Only AI Jobs


System Development Manager, Cloud compute/gpu/storage server team

ID: 7352

Type: Full-time

Category: Others

Company Name: Amazon Web Services, Inc.

Location: USA, WA, Seattle; USA, CA, Cupertino - Seattle - United States

Salary: 191,300.00 - 258,800.00 USD annually

Visit company vacancy
Job Description

We have two distinct System Development Manager positions open — one leading the storage server team and one leading the AI/ML (GPU-based) accelerator server team. Because the
core responsibilities, technical depth, and leadership expectations overlap significantly across both roles, we are accepting applications through this single posting. During the interview process, we will assess fit for both positions and align candidates to the team where their experience and interests are the strongest match.

We are looking for a forward-thinking technical leader to manage a diverse, cross-functional team of Hardware Design Engineers, Systems Development Engineers, and Technical Program Managers responsible for developing storage or accelerated (AI/ML/GPU) server platforms for AWS.

This is not a role for someone who manages from a distance. You will set the technical vision and architectural direction for next-generation server platforms — making bold bets on where storage or accelerated compute infrastructure needs to go — and then build and lead the team that delivers it. Your success is measured not just by launching hardware, but by driving fast instance adoption because you built the right thing for the customer.

You will own the full lifecycle — design, build, test, deploy to the data center, launch, and fleet health beyond launch. You will lead a team of architects
defining what we build next, an NPI team delivering it through build and test to the data center, and an operations-focused engineering team ensuring it runs reliably at scale long after launch. You will connect these functions into a single, cohesive organization that moves fast and delivers high-quality server platforms that customers want to adopt.

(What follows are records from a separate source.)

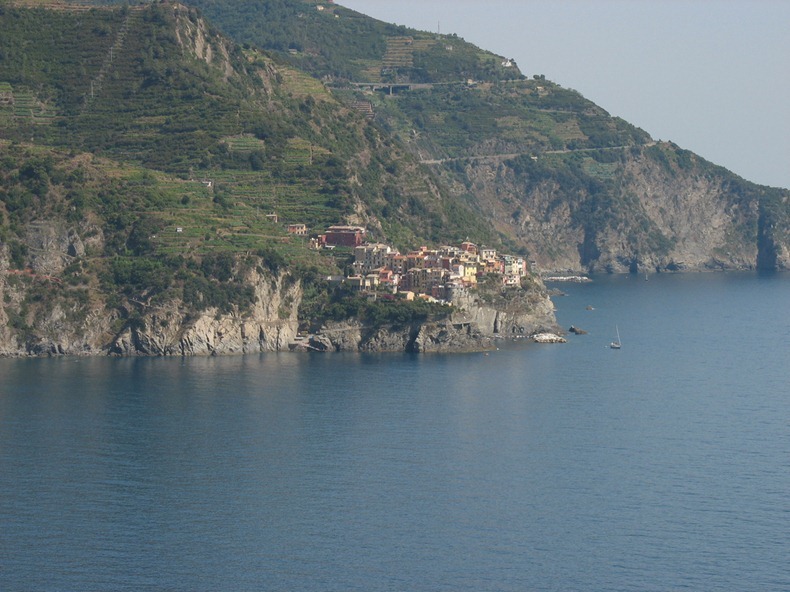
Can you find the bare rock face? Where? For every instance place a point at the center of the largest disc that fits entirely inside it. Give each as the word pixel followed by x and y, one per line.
pixel 473 326
pixel 170 330
pixel 667 211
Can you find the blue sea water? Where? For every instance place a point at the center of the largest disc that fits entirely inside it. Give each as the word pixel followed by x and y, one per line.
pixel 662 466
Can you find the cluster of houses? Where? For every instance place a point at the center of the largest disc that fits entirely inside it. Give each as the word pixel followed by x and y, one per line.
pixel 442 273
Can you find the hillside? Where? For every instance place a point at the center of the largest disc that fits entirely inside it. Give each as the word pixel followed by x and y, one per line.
pixel 554 173
pixel 150 169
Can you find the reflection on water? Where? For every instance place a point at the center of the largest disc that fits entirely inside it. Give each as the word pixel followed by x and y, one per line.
pixel 660 466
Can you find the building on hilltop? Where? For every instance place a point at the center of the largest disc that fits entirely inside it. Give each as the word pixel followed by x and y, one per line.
pixel 343 236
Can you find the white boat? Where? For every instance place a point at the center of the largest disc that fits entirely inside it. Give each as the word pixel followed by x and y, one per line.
pixel 616 344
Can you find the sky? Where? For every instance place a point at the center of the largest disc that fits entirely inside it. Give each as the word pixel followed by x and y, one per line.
pixel 712 76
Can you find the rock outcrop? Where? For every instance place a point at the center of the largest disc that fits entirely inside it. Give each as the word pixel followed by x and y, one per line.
pixel 474 325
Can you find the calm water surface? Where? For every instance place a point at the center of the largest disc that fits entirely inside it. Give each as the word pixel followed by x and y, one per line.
pixel 662 466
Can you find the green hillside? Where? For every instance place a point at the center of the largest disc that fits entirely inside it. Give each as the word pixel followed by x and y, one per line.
pixel 164 161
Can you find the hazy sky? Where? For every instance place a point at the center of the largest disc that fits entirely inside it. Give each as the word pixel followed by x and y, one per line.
pixel 713 76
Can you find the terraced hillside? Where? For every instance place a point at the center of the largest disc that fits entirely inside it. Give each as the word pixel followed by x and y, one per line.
pixel 554 173
pixel 147 162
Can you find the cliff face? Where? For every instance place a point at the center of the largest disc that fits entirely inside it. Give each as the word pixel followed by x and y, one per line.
pixel 655 208
pixel 473 326
pixel 171 328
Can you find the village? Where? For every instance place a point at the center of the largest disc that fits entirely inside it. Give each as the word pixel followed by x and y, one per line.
pixel 442 274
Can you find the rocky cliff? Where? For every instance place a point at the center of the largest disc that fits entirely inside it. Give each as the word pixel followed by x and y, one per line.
pixel 475 325
pixel 34 325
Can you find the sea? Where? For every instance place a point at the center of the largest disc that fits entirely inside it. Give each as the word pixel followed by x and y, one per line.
pixel 662 466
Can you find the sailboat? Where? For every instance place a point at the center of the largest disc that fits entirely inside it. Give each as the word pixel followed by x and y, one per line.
pixel 616 344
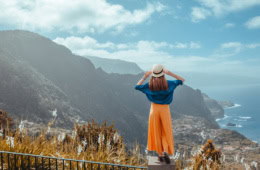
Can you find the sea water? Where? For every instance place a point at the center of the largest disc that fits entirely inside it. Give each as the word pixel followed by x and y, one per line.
pixel 246 112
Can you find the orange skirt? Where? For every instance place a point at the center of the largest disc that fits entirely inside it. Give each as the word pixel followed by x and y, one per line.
pixel 160 137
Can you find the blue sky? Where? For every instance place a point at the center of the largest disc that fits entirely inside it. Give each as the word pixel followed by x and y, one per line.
pixel 203 36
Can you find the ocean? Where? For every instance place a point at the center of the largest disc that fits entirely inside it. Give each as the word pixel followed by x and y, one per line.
pixel 246 112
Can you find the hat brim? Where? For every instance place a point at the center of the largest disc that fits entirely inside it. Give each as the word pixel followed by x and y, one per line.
pixel 158 75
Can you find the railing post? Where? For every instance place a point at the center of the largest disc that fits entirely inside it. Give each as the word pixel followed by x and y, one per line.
pixel 56 162
pixel 2 161
pixel 29 162
pixel 14 161
pixel 22 161
pixel 42 163
pixel 49 164
pixel 8 157
pixel 35 163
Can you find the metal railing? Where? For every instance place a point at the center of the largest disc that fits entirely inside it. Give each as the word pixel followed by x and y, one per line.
pixel 22 161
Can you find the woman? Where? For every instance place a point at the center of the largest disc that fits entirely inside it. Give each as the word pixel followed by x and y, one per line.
pixel 160 92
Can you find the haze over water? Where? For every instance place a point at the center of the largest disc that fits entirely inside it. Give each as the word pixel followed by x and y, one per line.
pixel 245 114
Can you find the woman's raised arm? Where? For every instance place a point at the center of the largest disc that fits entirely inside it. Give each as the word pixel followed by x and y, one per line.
pixel 173 75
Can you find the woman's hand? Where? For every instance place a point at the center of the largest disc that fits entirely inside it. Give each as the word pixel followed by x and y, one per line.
pixel 147 74
pixel 166 71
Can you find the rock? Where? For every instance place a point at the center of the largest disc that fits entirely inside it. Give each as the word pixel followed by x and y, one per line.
pixel 231 124
pixel 215 108
pixel 226 104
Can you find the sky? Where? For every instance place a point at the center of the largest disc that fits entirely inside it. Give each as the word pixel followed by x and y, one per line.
pixel 218 37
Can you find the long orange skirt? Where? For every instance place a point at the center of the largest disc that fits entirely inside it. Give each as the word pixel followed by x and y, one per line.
pixel 160 137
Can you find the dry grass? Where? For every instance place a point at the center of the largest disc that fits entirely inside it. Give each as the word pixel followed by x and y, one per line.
pixel 93 142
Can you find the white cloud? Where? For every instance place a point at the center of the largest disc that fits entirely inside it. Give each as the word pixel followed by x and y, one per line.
pixel 221 7
pixel 229 25
pixel 194 45
pixel 231 45
pixel 73 16
pixel 253 23
pixel 198 14
pixel 229 49
pixel 144 53
pixel 147 53
pixel 255 45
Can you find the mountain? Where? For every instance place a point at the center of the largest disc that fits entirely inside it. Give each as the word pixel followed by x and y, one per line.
pixel 41 76
pixel 115 65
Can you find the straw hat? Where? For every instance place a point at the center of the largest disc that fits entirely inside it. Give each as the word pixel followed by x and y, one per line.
pixel 157 70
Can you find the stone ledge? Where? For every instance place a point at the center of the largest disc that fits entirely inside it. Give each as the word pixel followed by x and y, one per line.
pixel 154 164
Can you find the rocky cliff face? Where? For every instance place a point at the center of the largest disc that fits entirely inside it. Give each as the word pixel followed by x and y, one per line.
pixel 215 108
pixel 38 76
pixel 43 76
pixel 191 132
pixel 115 65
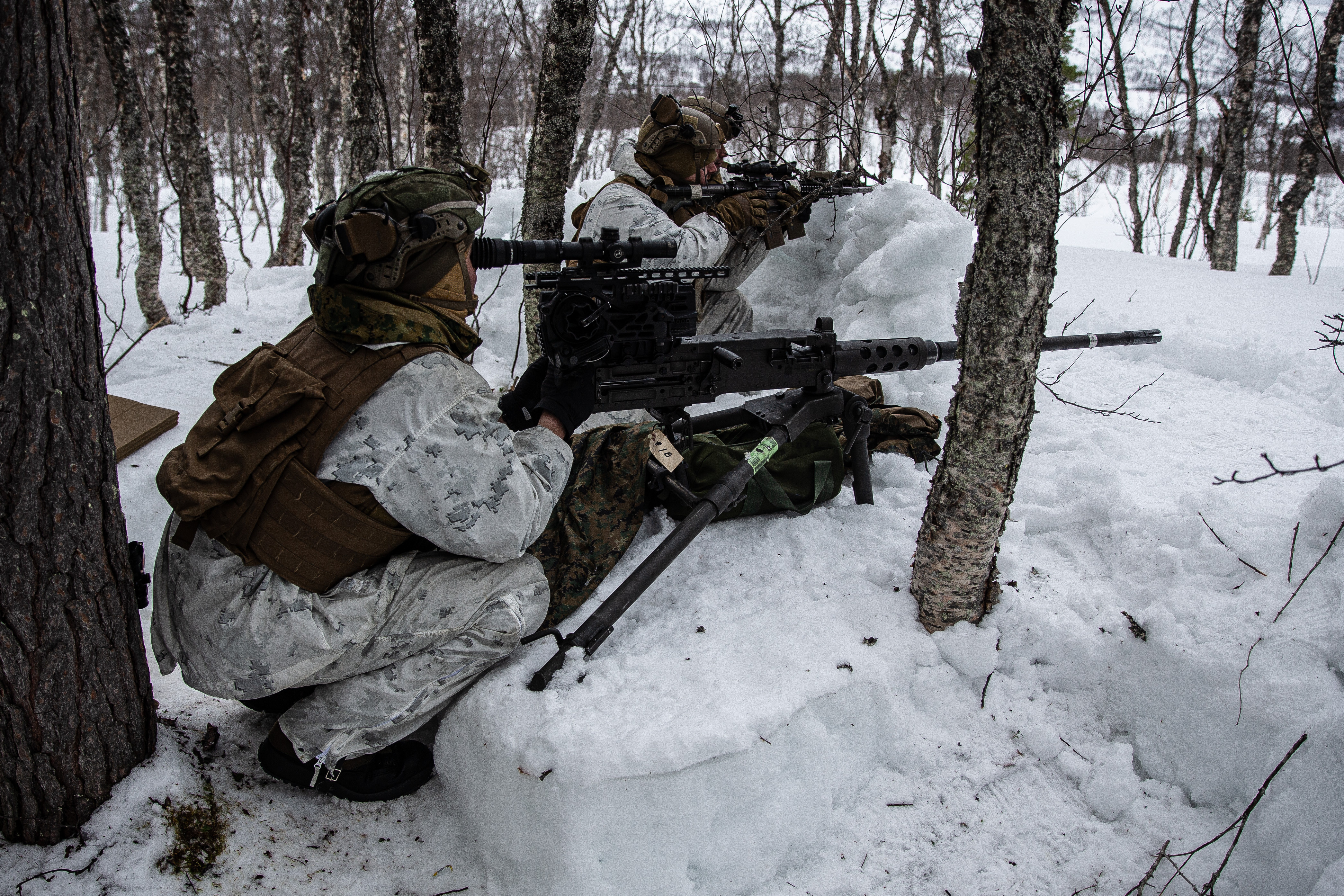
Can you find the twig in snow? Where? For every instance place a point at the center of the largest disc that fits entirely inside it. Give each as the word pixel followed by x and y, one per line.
pixel 1139 889
pixel 1316 468
pixel 1240 679
pixel 42 875
pixel 1074 319
pixel 1310 573
pixel 1135 629
pixel 1332 338
pixel 1226 546
pixel 1103 412
pixel 1207 890
pixel 152 328
pixel 1292 550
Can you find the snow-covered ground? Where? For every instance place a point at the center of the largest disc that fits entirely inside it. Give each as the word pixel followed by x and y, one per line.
pixel 780 753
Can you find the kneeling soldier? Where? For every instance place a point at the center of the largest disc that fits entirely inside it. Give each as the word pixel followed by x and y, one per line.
pixel 351 516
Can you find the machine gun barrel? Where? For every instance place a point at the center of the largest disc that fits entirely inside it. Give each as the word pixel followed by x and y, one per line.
pixel 499 253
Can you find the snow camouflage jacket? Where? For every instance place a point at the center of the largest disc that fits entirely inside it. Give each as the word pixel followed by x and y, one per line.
pixel 432 449
pixel 702 241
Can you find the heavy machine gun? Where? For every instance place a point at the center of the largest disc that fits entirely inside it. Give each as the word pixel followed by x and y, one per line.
pixel 773 179
pixel 635 327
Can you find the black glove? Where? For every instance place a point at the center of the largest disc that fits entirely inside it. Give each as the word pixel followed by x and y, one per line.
pixel 569 394
pixel 518 408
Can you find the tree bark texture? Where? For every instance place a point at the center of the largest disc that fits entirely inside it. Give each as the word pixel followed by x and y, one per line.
pixel 1310 154
pixel 1193 124
pixel 1238 121
pixel 291 131
pixel 826 83
pixel 888 112
pixel 1127 123
pixel 76 710
pixel 359 93
pixel 614 53
pixel 566 51
pixel 327 139
pixel 440 80
pixel 1002 314
pixel 189 158
pixel 142 189
pixel 933 152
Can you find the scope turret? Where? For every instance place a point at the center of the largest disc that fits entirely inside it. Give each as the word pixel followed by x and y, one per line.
pixel 607 250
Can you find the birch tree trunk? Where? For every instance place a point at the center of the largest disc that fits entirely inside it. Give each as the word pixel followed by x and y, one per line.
pixel 1310 154
pixel 189 158
pixel 1127 123
pixel 359 93
pixel 293 141
pixel 933 155
pixel 604 89
pixel 440 80
pixel 888 112
pixel 76 708
pixel 1222 253
pixel 566 51
pixel 826 84
pixel 138 181
pixel 1193 133
pixel 1002 314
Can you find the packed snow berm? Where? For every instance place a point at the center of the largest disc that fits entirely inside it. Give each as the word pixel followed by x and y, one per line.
pixel 814 738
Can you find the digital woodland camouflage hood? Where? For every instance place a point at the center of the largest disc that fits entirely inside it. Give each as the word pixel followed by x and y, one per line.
pixel 676 141
pixel 392 258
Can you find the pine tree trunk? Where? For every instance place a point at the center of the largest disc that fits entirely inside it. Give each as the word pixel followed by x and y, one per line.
pixel 1193 123
pixel 292 141
pixel 441 81
pixel 359 93
pixel 76 710
pixel 1002 314
pixel 187 151
pixel 566 53
pixel 138 179
pixel 1222 253
pixel 1308 156
pixel 604 89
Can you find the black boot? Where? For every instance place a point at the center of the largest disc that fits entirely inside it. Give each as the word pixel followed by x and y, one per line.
pixel 393 772
pixel 279 702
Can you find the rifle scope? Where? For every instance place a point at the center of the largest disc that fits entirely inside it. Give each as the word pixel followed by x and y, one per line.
pixel 608 249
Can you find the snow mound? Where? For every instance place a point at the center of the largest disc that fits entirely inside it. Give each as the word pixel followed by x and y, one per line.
pixel 749 694
pixel 883 264
pixel 970 651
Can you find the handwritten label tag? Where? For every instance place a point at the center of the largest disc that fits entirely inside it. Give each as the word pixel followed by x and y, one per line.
pixel 663 452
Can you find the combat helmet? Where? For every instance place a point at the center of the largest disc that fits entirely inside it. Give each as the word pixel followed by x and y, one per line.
pixel 678 140
pixel 390 232
pixel 729 119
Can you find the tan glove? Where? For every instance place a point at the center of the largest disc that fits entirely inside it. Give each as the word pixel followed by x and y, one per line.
pixel 744 210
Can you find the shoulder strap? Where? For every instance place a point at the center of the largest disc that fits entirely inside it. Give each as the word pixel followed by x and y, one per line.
pixel 351 377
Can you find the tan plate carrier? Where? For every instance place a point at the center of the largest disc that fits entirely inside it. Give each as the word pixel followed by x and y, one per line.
pixel 246 471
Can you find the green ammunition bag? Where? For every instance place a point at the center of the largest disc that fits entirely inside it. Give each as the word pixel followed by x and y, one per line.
pixel 802 475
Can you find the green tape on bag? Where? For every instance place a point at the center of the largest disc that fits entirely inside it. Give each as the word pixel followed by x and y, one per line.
pixel 763 453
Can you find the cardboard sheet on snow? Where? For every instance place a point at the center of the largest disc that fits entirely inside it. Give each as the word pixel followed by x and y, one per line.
pixel 135 425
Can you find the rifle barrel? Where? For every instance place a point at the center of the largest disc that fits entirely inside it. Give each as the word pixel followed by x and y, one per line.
pixel 948 351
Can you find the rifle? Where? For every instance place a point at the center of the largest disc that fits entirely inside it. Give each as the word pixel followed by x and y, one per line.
pixel 635 327
pixel 772 179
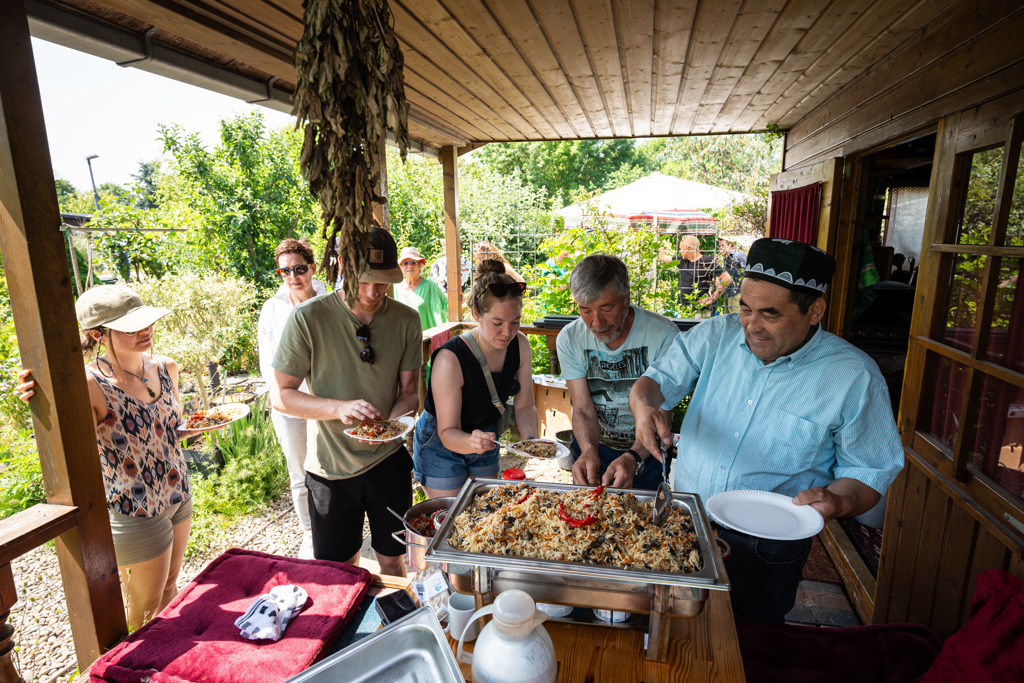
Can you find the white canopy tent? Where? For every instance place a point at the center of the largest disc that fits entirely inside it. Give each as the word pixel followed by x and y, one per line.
pixel 655 195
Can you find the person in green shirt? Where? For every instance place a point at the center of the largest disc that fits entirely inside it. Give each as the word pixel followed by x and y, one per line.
pixel 419 293
pixel 359 363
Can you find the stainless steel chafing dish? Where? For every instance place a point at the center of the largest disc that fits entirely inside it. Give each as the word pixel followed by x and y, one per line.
pixel 658 594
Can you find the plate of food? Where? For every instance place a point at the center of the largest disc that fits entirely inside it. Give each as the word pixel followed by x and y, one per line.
pixel 381 431
pixel 214 418
pixel 542 449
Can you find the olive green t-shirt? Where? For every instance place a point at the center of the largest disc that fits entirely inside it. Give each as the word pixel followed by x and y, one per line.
pixel 318 344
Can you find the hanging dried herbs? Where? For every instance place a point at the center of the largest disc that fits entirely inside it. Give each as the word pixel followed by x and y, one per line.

You will work across organizational boundaries — with other AWS service teams to deeply understand customer workloads and translate
that understanding into hardware architecture decisions. You will lead relationships with ODMs and design partners to develop and manufacture your products at scale. When complex technical problems arise — across hardware, firmware, software, thermal, power, or signal integrity — you will have the technical depth to engage meaningfully and the judgment to drive the right trade-offs.


Key job responsibilities
Vision & Architecture
- Set the technical vision and multi-generational roadmap for storage or accelerator (AI/ML/GPU-based) server platforms
- Make architectural bets that differentiate AWS — anticipating customer needs and industry shifts before they become obvious
- Manage a team of hardware architects in defining server platform architectures that optimize for performance, reliability, cost, and speed of customer adoption
- Translate deep understanding of customer workloads (storage, AI/ML training, inference) into hardware design decisions
- Influence the broader AWS hardware strategy through data, conviction, and results

Design, Build & Test
- Own server platform development from architecture through detailed design, prototype, build, and qualification
- Manage a team of engineers responsible for design, build and launch of systems
- Lead ODM/JDM and design partner relationships, ensuring our requirements for performance, quality, testability, and diagnostics are met
- Drive design verification, system validation, and qualification — ensuring platforms meet reliability, performance, and cost targets before deployment
- Ensure systems are designed for operational excellence from day one — testability, diagnosability, and serviceability are built in, not bolted on

Deploy, Launch & Fleet Health
- Own deployment to the data center, launch readiness, and successful ramp into production
- Drive qualification and readiness milestones, removing technical and organizational blockers to get servers into the fleet
- Own fleet health beyond launch — your responsibility never ends. Monitor quality, reliability, and customer experience for the life of the platform
- Drive toward zero-touch operations — building automation infrastructure that detects, diagnoses, and remediates faults before customer impact
- Build predictive failure detection capabilities using telemetry, error trending, and log correlation
- Establish and track fleet health metrics (failure rates, MTTD, MTTR, first-time fix rate, predictive accuracy)
- Close the loop between field failures and design improvements in next-generation platforms

Team Leadership & Development
- Manage and grow a diverse team spanning hardware engineering, systems development, and technical program management
- Hire, develop, and retain top talent across multiple engineering disciplines
- Create an environment where engineers with fundamentally different expertise (hardware, firmware, software, program management) collaborate effectively and challenge each other
- Set clear goals, remove obstacles, and hold the team to high standards on delivery and quality
- Coach and develop senior technical leaders — help architects think bigger and help execution-focused engineers see the strategic picture

Cross-Organization Collaboration
- Partner with AWS service teams to ensure server platforms meet data path and control path requirements and drive fast adoption
- Work with supply chain, manufacturing, and datacenter operations teams to deliver at scale
- Influence peer teams and senior leadership on technical direction, investment priorities, and trade-offs
- Represent your team's work and roadmap to VP-level and above


About the team
This organization is responsible for designing, building, testing, launching and maintaining a fleet of AI/ML (GPU-based) servers and storage servers for Amazon's web services. Our engineers work with leading-edge technologies, solve challenging problems, influence the industry's roadmaps, and develop unique solutions that are ahead of the pack. We work in an environment that fosters innovation and creativity — we encourage and invest in new directions and ideas that serve our customers better.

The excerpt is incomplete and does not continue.